ARTS AND HUMANITIES
'Unpacking the Nano' explores a revolution in design and transportation
What does it take to design and mass-produce an automobile to sell for around $2,500? And what are the inevitable environmental, social, economic and cultural impacts of having 5 million, 10 million, 50 million such cars (and first-time car owners) on the road?
The College of Architecture, Art and Planning (AAP) will explore these and other questions related to Tata Motors' revolutionary new Tata Nano in an exhibition at the Herbert F. Johnson Museum of Art.
"Unpacking the Nano," on display Jan. 18 through March 21, 2011, will feature two production Nanos – one of them taken apart to highlight 16 critical subassemblies, with parts suspended by wires in the gallery – and the original concept vehicle.
The exhibition team of AAP students, faculty and young alumni has created custom shipping crates for the Nano's parts and subassemblies. Each crate side doubles as an exhibition panel, with text, maps, charts and other graphics showing cost, weight and other statistics.
"The question we asked [in organizing the exhibition] was, 'What do all the nuts and bolts add up to?'" says project co-director Alex Mergold, B.Arch. '98, a visiting assistant professor of architecture. "What does the Nano add up to as a car, a piece of engineering and design, a status symbol, a social construct, a financial asset, an environmental hazard, a solution to India's mobility problem? This thing brings out many debates, and that's what we are hoping to stimulate."
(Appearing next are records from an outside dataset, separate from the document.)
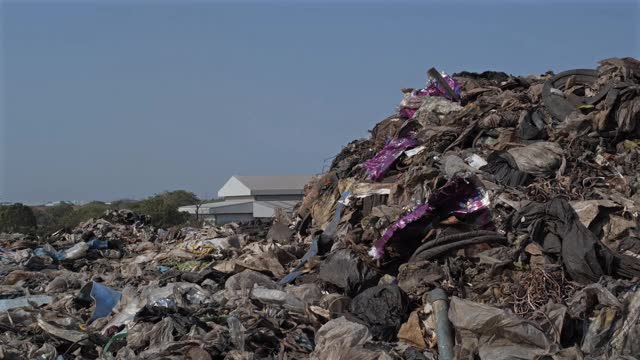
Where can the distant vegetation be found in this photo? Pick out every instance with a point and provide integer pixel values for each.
(43, 220)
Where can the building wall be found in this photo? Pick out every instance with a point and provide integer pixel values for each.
(227, 218)
(278, 197)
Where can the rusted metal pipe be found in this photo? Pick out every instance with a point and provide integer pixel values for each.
(440, 304)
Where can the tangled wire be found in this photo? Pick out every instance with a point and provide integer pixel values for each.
(538, 287)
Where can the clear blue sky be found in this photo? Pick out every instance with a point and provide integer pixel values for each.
(104, 101)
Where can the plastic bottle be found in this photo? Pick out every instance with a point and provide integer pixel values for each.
(237, 332)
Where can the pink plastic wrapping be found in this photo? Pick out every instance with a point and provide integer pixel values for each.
(458, 197)
(379, 164)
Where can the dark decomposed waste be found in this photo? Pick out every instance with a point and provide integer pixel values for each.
(492, 216)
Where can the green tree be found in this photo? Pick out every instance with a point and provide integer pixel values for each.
(17, 218)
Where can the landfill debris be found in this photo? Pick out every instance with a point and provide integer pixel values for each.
(492, 216)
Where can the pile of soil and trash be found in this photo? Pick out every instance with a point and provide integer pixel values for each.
(493, 217)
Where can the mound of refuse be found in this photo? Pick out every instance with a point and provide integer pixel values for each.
(492, 217)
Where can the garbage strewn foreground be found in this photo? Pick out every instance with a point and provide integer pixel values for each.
(493, 217)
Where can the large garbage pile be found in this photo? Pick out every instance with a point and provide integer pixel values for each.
(492, 217)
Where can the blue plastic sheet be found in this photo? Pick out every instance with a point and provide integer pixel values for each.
(105, 298)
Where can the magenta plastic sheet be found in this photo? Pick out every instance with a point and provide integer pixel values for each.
(458, 197)
(379, 164)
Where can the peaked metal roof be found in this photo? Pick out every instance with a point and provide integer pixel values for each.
(264, 185)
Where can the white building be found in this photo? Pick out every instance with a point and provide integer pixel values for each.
(250, 197)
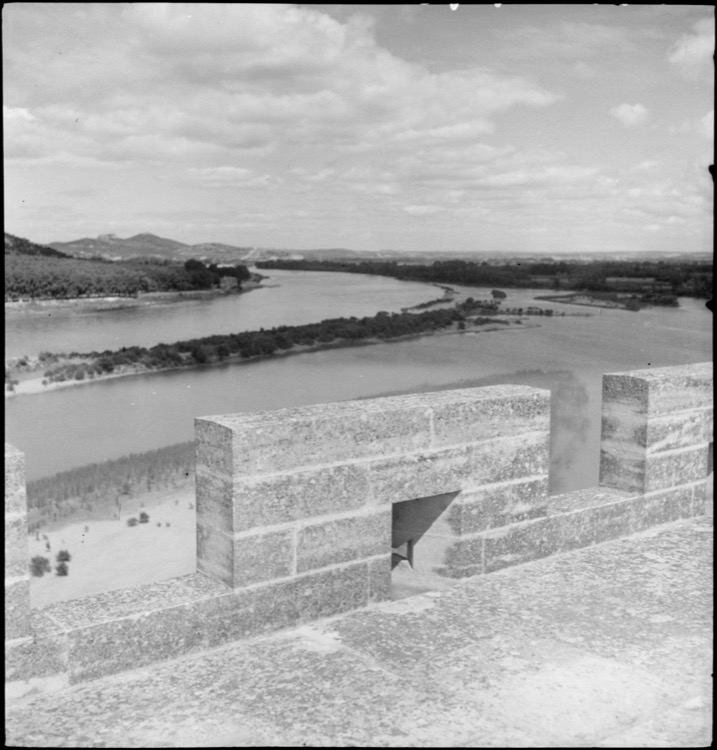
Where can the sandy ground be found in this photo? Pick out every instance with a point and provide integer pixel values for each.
(112, 555)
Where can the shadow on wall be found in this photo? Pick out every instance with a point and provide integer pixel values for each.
(574, 419)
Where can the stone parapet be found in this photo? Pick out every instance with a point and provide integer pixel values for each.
(657, 426)
(289, 532)
(287, 492)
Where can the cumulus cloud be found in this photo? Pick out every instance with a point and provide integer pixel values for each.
(630, 115)
(238, 77)
(693, 53)
(706, 125)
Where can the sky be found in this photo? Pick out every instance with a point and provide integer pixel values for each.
(488, 128)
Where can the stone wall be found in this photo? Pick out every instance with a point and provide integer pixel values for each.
(300, 513)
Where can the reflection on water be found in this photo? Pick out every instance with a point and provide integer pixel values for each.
(289, 299)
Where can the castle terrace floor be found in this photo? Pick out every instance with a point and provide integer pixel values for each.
(608, 646)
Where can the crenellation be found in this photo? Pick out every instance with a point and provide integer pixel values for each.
(301, 512)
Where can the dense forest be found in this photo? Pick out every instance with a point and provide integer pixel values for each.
(37, 272)
(212, 349)
(653, 282)
(104, 484)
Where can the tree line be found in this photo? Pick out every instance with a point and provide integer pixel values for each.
(655, 282)
(261, 343)
(35, 272)
(105, 482)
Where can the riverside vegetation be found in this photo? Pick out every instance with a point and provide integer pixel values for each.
(95, 491)
(635, 284)
(254, 344)
(37, 272)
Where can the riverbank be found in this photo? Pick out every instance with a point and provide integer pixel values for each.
(119, 302)
(35, 385)
(609, 300)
Much like Henry Ford's Model T did in North America a century ago, the Nano is poised to bring about widespread change across the Indian subcontinent and globally. The company ultimately wants to produce as many as 2 million cars a year.
Production of the Nano in India began in 2009; about 250,000 Nanos will ship in 2010 alone. Designed by a team of 70 Tata Motors engineers, the four-door car seats five, has an aluminum two-cylinder engine, weighs 600 kilograms, and gets up to 65 miles per gallon of gas.
"The design accomplishment is truly extraordinary," says Kent Kleinman, the Gale and Ira Drukier Dean of AAP, who discussed the car with Tata Group chairman Ratan Tata '59, B.Arch. '62, during Reunion 2009, and later led an AAP delegation that toured the factory in India.
The exhibition highlights "the role of design as an agent of profound social change," Kleinman says. "We're lucky to have privileged access to such an innovation of epic dimensions."
The display also addresses safety and the car's role in sustainability in India and other industrialized nations, and casts a critical eye toward American automotive culture.
A related symposium, "Unpacking the Nano: The Price of the World's Most Affordable Car," will be held in March.
The Nano raises specific issues for architects and planners, since expanding transportation on a large scale could cause a "suburbanization of the global south," Kleinman says.
Tata engineers worked to meet a price of one lakh (100,000 rupees, or around $2,200 in 2009 U.S. dollars), a symbolic price benchmark in India.
"It was started from a blank slate," says exhibition team member Spencer Lapp, B.Arch. '09. "[Tata Motors] started with the idea that this car was going to be much less than it eventually became. They tried a design with no doors, plastic curtains and a plastic body. They discovered they could design a car that people would want to drive, not a golf cart."
Ratan Tata's goal was to bring motoring to the masses in India, where highway infrastructure is improving and the middle class is growing. The Nano was designed as a safe, affordable alternative to the millions of two-wheeled vehicles, motorized and not, now on the road.
Using parts and assemblies from outside manufacturers proved ineffective, so Tata engineers provided "in-house innovation," designing parts themselves. Lapp says: "The value engineering became a very effective strategy; the car's weight essentially drove the cost, and they got it down to 2,000 parts." A typical car on the road today has about 3,500 parts.
"It's a balance between what they were going to get rid of versus what they needed to keep," says Ben Widger, M.Arch. '11. "It was going to be a two-door car before they realized that women in saris couldn't get into the back seat."
The project has opened up "huge" teaching possibilities, Mergold says. "During the research phase we ended up with mini-courses on design, engineering, environment, anthropology, sociology – all during only one semester."
"For our college it's always a question of defining a problem, and then synthesizing a solution," Mergold says. "In our case the problem was finding the way to present many conflicting arguments as well as a wealth of technical information about the car – in an art museum. And then we had to go above and beyond … into implementation. For the students that alone was an invaluable lesson, to see their ideas become material and understanding what that actually takes."